Becker W, Kentrup H, Heukelbach J, Joost H G
Institut für Pharmakologie und Toxikologie, Medizinische Fakultät, RWTH Aachen, Germany.
Biochim Biophys Acta. 1996 Jun 5;1312(1):63-7. doi: 10.1016/0167-4889(96)00036-5.
A cDNA clone of a protein kinase with high similarity to the Clk (Cdc2-like kinases) subfamily was isolated from a rat brain library and characterized. Its deduced amino acid sequence exhibited a 99% identity with human Clk3 and was therefore designated rat Clk3. In addition to the protein kinase domain, the sequence (490 amino acids) comprises an N-terminal domain with a strikingly high portion of basic amino acids. A glutathione S-transferase fusion protein of Clk3 catalyzed autophosphorylation of the kinase but not phosphorylation of the exogenous substrates histone or casein. By Northern blot analysis of different rat tissues, mRNA of Clk3 was detected predominately in testis, suggesting that this kinase regulates a predominately testicular function.

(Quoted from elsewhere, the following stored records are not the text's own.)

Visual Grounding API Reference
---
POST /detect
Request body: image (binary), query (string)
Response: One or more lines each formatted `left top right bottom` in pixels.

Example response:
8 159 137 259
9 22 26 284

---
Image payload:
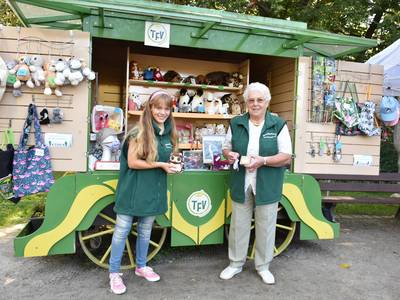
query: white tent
365 39 400 96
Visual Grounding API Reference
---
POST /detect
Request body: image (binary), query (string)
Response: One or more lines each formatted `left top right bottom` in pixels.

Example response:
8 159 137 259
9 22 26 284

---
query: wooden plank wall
294 58 383 175
93 39 127 107
269 58 295 131
0 26 90 171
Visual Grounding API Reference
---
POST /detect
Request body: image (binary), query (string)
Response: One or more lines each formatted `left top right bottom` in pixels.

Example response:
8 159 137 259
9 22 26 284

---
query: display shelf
129 79 242 93
178 143 202 150
128 110 235 120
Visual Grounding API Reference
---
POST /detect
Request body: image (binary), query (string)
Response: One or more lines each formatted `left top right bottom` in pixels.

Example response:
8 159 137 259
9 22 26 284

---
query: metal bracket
190 22 217 39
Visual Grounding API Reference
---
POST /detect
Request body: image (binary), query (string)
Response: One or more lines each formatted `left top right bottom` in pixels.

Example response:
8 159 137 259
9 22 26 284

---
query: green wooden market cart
0 0 383 268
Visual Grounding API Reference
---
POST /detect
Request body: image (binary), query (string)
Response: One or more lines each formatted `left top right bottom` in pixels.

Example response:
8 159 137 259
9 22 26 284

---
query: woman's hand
159 162 178 174
225 151 239 164
245 155 264 172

从大鼠脑文库中分离并鉴定了一种与Clk(Cdc2样激酶)亚家族高度相似的蛋白激酶的cDNA克隆。其推导的氨基酸序列与人类Clk3具有99%的同一性,因此被命名为大鼠Clk3。除蛋白激酶结构域外,该序列(490个氨基酸)还包含一个N端结构域,其中碱性氨基酸的比例极高。Clk3的谷胱甘肽S-转移酶融合蛋白催化该激酶的自磷酸化,但不催化外源底物组蛋白或酪蛋白的磷酸化。通过对不同大鼠组织的Northern印迹分析,发现Clk3的mRNA主要在睾丸中检测到,这表明该激酶主要调节睾丸功能。